On Being Palestinian
Embracing the contradictions and struggle of a life lived in Jerusalem.
A version of this story was originally published in GQ (Middle East edition) April 2022 issue.
Today, I find myself at peace. While everything around me feels like a wild hurricane – I’m somehow able to maintain a certain calm that allows me to observe what goes on and navigate it smoothly.
The person I’ve become today is thanks to my upbringing, my many curiosities, and the external factors that define the place I live in. It was a journey, with a lot of transformative stages that I can still recall vividly.
Born and raised in Jerusalem, I grew up witnessing live scenes of war and bloodshed. I thought it was normal to live under occupation. There was a young rebel somewhere within me. As a young teenager, I would argue with friends about religious interpretations and practices. I had the spirit of a rebel, yet I could not think of moral codes and philosophies beyond the religion and ethics I had been taught. I was reading a lot of history and politics, rather than prose and poetry.

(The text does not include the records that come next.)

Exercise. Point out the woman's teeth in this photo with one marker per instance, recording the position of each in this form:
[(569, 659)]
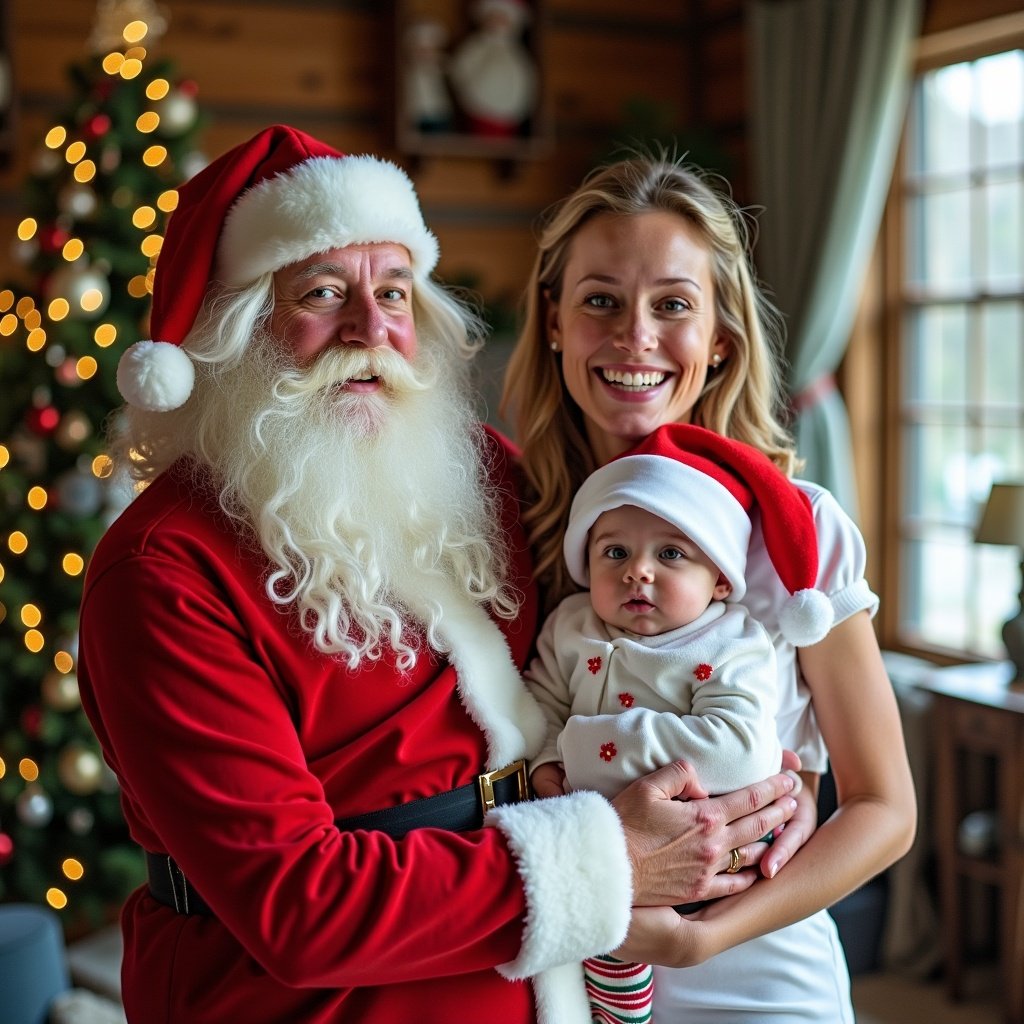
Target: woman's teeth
[(637, 380)]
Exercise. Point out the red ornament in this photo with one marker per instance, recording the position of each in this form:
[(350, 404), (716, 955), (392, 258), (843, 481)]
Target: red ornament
[(42, 421), (32, 719), (96, 127), (52, 239)]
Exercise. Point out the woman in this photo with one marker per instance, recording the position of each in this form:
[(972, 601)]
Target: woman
[(642, 309)]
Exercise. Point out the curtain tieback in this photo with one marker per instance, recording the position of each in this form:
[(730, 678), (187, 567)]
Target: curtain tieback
[(817, 390)]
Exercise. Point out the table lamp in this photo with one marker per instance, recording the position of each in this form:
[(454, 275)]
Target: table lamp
[(1003, 522)]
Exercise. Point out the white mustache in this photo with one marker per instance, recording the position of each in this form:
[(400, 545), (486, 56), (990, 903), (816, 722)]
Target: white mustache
[(338, 366)]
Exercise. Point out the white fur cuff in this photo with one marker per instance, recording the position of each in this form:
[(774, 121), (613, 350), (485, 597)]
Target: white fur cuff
[(576, 871)]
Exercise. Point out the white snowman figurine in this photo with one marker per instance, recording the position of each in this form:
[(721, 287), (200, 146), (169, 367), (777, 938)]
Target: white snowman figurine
[(493, 74)]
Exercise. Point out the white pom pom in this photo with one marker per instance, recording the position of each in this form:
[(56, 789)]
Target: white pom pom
[(156, 376), (806, 617)]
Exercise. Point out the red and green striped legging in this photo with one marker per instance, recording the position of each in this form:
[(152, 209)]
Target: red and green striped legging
[(617, 991)]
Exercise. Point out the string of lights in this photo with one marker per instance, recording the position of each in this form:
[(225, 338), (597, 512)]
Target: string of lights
[(100, 185)]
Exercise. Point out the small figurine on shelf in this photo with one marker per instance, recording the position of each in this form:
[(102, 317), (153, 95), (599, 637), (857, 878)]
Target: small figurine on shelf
[(493, 73), (428, 104)]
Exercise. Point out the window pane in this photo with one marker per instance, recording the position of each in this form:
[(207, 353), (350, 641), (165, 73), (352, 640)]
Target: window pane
[(942, 112), (1003, 353), (962, 366), (999, 98), (939, 488), (942, 561), (939, 248), (999, 576), (1006, 249), (998, 457), (936, 354)]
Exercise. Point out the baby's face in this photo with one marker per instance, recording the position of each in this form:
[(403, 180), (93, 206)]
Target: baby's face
[(645, 576)]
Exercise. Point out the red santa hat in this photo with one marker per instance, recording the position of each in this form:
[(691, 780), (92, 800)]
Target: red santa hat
[(266, 204), (708, 486)]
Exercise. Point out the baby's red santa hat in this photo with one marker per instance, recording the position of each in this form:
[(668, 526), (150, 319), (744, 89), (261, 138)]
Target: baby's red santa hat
[(708, 486), (268, 203)]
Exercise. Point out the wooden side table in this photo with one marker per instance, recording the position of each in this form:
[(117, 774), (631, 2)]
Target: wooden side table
[(978, 718)]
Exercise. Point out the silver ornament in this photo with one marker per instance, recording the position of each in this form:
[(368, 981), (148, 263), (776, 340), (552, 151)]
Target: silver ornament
[(34, 807)]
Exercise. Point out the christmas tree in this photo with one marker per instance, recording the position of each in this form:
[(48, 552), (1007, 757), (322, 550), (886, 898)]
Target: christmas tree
[(101, 184)]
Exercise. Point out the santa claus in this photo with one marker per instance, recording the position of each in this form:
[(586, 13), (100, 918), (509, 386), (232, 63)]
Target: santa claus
[(300, 643)]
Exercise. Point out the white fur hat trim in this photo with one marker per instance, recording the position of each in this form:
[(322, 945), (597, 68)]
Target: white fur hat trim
[(324, 203), (156, 376)]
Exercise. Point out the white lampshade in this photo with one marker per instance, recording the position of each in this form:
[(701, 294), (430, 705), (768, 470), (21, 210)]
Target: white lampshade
[(1003, 520)]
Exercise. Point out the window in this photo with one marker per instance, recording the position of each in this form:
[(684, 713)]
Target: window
[(960, 413)]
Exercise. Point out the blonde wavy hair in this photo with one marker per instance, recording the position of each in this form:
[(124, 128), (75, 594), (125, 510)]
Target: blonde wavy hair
[(740, 399)]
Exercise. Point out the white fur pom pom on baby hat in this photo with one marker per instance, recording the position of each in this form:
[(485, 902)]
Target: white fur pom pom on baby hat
[(806, 617)]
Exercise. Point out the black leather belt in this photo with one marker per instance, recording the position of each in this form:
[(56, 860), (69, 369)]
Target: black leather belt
[(457, 810)]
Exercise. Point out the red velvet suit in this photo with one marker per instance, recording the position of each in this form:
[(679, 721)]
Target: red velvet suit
[(237, 745)]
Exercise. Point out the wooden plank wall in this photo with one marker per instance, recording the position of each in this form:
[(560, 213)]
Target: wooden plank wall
[(329, 68)]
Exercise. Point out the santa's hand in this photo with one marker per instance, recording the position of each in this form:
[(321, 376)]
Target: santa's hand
[(548, 779), (658, 935), (679, 840)]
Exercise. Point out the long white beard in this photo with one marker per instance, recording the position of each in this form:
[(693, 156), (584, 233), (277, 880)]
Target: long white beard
[(372, 508)]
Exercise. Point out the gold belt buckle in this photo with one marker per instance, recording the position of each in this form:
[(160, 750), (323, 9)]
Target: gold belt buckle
[(487, 779)]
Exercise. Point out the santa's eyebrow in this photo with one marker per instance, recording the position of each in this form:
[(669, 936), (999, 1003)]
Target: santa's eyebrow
[(316, 269)]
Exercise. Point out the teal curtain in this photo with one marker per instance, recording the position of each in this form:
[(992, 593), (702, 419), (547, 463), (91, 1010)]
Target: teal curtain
[(829, 80)]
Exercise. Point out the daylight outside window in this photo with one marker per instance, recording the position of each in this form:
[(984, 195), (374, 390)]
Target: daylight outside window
[(962, 401)]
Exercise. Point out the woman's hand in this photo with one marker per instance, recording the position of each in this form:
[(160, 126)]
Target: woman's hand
[(798, 830), (680, 840)]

The activism of Arab youth in 2011 stirred something within me; I became even more passionate about politics. My friendship groups diversified and were no longer restricted to kids of my age. I became friends with people who were older than me for the first time. The exchange of thoughts and ideas at that stage was intense. Every person left an impact. I was observing, experimenting, and learning fast.

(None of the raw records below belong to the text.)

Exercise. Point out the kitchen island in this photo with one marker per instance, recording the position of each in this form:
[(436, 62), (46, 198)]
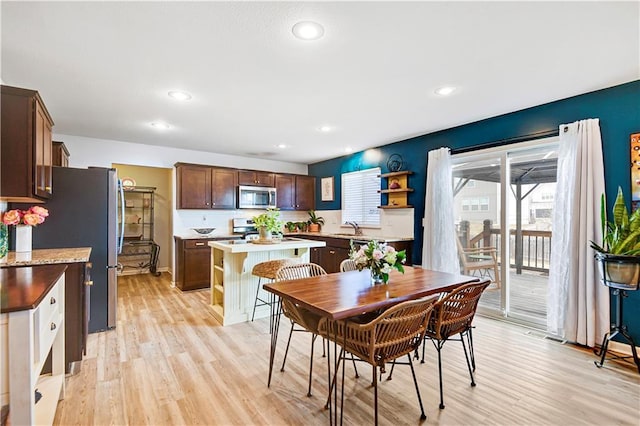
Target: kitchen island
[(233, 287)]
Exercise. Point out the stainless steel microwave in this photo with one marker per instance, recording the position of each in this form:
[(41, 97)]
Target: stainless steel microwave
[(256, 197)]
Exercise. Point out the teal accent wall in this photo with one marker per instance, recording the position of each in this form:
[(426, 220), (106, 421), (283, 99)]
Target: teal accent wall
[(618, 109)]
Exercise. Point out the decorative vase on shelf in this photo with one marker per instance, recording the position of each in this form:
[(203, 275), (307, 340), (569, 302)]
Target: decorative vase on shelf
[(4, 241), (23, 238), (376, 278)]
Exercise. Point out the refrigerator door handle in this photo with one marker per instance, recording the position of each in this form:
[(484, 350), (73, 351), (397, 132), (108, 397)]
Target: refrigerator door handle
[(121, 239)]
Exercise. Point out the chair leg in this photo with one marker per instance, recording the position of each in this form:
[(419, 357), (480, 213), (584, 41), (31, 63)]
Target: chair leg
[(438, 346), (255, 302), (415, 382), (286, 351), (375, 394), (333, 380), (313, 340), (472, 355), (466, 356)]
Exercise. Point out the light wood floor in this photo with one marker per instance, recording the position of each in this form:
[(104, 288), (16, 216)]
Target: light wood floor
[(169, 362)]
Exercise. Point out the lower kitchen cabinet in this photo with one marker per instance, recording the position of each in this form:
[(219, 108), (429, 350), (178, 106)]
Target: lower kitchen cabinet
[(193, 263)]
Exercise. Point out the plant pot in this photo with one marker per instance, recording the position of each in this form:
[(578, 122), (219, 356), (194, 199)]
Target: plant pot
[(264, 233), (619, 271)]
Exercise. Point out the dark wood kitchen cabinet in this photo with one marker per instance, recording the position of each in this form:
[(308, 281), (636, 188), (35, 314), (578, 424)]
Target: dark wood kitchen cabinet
[(26, 149), (60, 154), (204, 187), (295, 192), (256, 178)]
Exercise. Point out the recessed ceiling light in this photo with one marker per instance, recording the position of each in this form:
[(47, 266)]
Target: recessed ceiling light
[(179, 95), (308, 30), (160, 125), (445, 90)]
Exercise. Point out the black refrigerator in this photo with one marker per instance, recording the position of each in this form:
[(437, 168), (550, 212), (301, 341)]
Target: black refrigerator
[(83, 213)]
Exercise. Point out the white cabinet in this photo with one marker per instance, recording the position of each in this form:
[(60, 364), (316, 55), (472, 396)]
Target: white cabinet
[(31, 334)]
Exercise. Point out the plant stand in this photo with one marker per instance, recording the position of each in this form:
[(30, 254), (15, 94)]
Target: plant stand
[(618, 328), (620, 273)]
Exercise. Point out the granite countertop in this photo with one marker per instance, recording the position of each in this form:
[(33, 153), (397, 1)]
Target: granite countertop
[(195, 236), (254, 246), (24, 288), (350, 236), (47, 256)]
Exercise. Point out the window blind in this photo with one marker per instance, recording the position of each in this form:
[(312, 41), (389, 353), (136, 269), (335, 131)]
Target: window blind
[(360, 197)]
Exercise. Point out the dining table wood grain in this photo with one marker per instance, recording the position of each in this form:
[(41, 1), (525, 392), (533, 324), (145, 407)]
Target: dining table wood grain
[(348, 294)]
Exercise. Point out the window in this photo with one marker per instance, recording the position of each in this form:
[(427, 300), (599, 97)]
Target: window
[(475, 204), (360, 197)]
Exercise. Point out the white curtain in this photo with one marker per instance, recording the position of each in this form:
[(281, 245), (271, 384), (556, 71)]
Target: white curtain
[(439, 247), (577, 304)]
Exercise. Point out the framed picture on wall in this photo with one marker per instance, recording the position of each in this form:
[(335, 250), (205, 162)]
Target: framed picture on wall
[(635, 168), (326, 186)]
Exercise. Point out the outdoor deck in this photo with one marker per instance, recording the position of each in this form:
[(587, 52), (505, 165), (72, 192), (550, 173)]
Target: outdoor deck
[(528, 295)]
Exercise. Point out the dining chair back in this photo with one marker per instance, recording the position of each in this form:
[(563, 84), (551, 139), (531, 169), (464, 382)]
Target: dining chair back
[(398, 331), (305, 319), (453, 315), (348, 265)]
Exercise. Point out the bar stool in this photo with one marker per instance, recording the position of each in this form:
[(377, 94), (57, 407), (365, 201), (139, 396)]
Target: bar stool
[(267, 270)]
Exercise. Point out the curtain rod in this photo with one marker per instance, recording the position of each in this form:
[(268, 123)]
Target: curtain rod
[(515, 139)]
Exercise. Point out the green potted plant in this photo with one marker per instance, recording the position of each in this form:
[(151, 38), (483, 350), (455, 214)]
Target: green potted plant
[(291, 226), (268, 223), (314, 222), (619, 255)]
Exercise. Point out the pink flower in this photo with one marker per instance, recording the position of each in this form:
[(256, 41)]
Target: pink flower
[(32, 219), (35, 215), (40, 211), (12, 217)]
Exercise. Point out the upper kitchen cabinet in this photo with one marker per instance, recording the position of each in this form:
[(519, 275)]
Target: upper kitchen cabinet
[(255, 178), (26, 152), (204, 187), (60, 154), (295, 192)]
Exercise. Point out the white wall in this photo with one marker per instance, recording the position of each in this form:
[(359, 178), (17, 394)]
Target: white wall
[(103, 152)]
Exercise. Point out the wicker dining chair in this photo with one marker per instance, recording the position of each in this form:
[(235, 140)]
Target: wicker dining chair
[(453, 315), (396, 332), (305, 319), (348, 265)]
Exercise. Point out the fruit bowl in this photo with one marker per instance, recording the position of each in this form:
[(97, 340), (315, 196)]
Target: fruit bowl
[(204, 231)]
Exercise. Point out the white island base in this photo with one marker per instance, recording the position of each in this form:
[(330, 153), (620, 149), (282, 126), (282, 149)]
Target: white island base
[(233, 287)]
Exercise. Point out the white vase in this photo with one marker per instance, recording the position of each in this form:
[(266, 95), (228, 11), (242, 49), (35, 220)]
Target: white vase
[(23, 238)]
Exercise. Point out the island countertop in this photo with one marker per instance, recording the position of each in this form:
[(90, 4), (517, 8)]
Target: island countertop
[(47, 257), (233, 246)]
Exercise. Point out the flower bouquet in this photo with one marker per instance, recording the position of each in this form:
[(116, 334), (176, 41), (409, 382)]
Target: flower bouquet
[(380, 258), (33, 217), (24, 221)]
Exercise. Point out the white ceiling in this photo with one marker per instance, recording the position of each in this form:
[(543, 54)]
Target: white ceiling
[(104, 68)]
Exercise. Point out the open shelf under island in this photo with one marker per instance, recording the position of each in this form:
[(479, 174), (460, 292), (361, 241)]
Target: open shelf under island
[(233, 287)]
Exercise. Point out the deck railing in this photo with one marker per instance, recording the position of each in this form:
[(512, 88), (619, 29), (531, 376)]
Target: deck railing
[(535, 246)]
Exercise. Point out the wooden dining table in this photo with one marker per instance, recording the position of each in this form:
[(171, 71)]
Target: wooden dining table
[(345, 295)]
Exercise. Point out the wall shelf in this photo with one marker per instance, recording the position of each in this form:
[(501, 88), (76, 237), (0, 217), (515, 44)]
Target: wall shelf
[(396, 195)]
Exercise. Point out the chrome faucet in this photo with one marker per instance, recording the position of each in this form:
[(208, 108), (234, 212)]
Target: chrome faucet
[(356, 228)]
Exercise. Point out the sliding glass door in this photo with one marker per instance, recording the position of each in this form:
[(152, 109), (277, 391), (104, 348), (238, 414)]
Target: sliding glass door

That life was noisy, it felt chaotic. At the age of 18, I was on the receiving end of rubber bullets, and tear gas, and saw the inside of a jail cell. There was a lot of passion and optimism within me. The flag of Palestine symbolised a movement of liberation. Books affected me intensely. I read Frantz Fanon and Albert Memmi, and I wanted to put my energy into the emancipation of humankind. I really didn’t have much balance within me in those days.
My personal transformative phases continued. A combination of religious, political, philosophical, and psychedelic experiences, throughout my early twenties, contributed to the character I am today. Those days were colourful, jam-packed, and experimental.

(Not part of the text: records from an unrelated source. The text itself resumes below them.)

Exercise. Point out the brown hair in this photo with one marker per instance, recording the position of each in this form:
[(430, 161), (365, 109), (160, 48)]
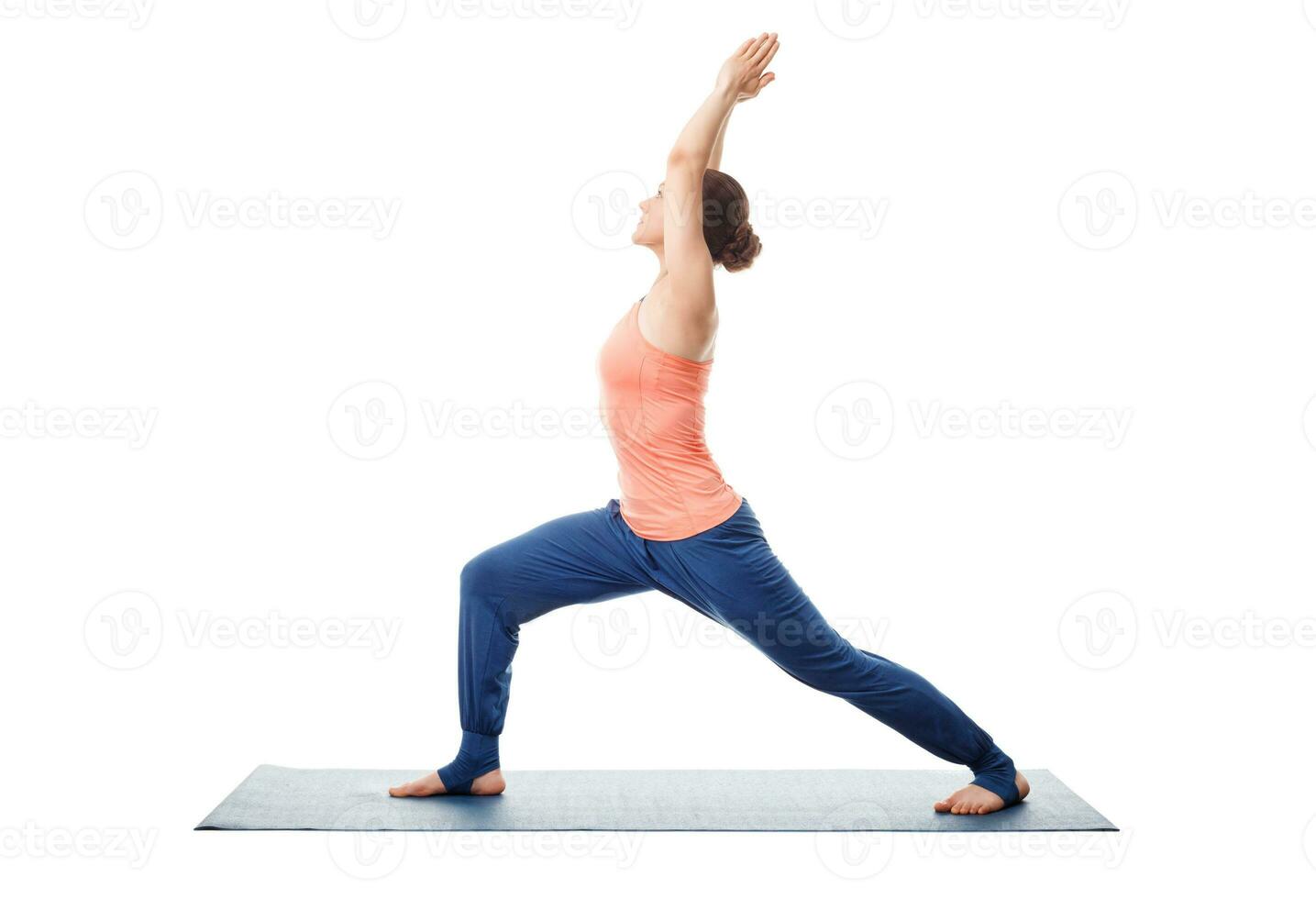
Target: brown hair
[(731, 239)]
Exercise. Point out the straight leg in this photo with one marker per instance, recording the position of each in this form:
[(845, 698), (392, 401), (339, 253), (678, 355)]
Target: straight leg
[(732, 574)]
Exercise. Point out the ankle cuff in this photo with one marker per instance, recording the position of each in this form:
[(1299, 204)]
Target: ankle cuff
[(477, 756)]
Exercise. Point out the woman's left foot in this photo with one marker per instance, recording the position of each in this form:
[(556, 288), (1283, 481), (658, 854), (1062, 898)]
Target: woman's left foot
[(430, 784), (978, 801)]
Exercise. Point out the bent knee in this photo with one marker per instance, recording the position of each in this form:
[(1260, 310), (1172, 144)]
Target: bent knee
[(483, 575)]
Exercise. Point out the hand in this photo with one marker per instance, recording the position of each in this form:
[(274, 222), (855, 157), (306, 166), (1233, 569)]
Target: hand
[(744, 72)]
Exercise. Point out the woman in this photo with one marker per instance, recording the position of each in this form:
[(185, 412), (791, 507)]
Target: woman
[(680, 528)]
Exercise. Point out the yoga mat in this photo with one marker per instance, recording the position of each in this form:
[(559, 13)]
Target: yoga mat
[(342, 799)]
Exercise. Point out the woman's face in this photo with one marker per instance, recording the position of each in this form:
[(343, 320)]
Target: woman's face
[(649, 230)]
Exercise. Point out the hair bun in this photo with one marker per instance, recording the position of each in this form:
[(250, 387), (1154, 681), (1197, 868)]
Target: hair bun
[(740, 250)]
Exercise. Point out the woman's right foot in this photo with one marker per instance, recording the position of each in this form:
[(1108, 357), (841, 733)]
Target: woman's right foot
[(430, 784), (979, 801)]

When I discovered I could think about God and religion philosophically, everything changed. An invisible mental barrier suddenly came crashing down.
I felt like a pendulum swinging back and forth between firm belief in the existence of God through faith and logic, and between nihilism and lack of faith on the other side. Those phases of confusion were a necessity for the process of personal enlightenment. I felt like Bazarov coming back from college in Ivan Turganov’s Father and Sons.
After university, real life suddenly hit when I got my first desk job. It was sobering. I insisted on maintaining a routine and a healthy lifestyle. I drowned myself in humanist and existential science-fiction. I was particularly fond of Kurt Vonnegut’s Sirens of Titan. Around me were a few friends I could trust my life with. I focussed on small pleasures and took up running as a hobby. Long-distance running was my way to practise mindfulness; it was a personal refuge. Haruki Murakami would agree.
Eventually, I would settle upon my one and only answer to the frequently asked question: “Which famous person, dead or alive, would you choose to have dinner with?”. My answer would be Albert Camus. He was one author who made me feel an inexplicable amount of optimism. The Stranger was a particularly moving novella. The way his novels and essays discussed themes of absurdism and revolt gave me personal strength in defining my own reasons to live.
I understood that in order to carry on without tripping over, I had to recognise a few things about myself. I chose a few fictions to define myself by. My identity as a Jerusalemite came on top.
The bond I felt with my city felt most authentic in a spiritual and geopolitical sense. I felt lucky to be able to call the holiest city in the world my birthplace and my home. It gave me something to fight for; an eternal struggle I was willing to accept.
I am Palestinian and Muslim, too. They are undeniable parts of my identity. The local pub was central to my life, but so was the Dome of the Rock, as it symbolised the core of my Jerusalemite identity. I saw no contradiction, but rather a feeling of spiritual belonging to an eternal city.
I found my escape in techno music, and in my love for exploration and experiencing new things. One day, I would glorify the mighty Daft Punk. Their album Random Access Memories affected me in ways I could not describe. Today, I find myself driving to work at 7:30am, blasting a playlist of psychedelic trance. Not to everyone’s taste, but to me it felt normal and comforting. After all, the noise of society felt like a hurricane.
Sometimes, all I want is a good DJ set, a lovely sunset, and a few hours of dancing until my feet feel numb. This may seem hard to attain in Jerusalem, where every day constitutes an existential struggle. Below the surface level, the escapist adventures were aplenty, whether in Jerusalem, Ramallah, or elsewhere. There was an energetic, exciting, and inspiring underground culture. It symbolised daily exercises in people imagining liberation. The music was inseparable from politics. The philosophical chats were inseparable from passion. The people were full of life.
I had to accept the many contradictions in my own life, my place in society, and most importantly, I had to be honest with myself. However, I knew one truth for certain: I would choose life in Jerusalem over anything else, anywhere else, at any time.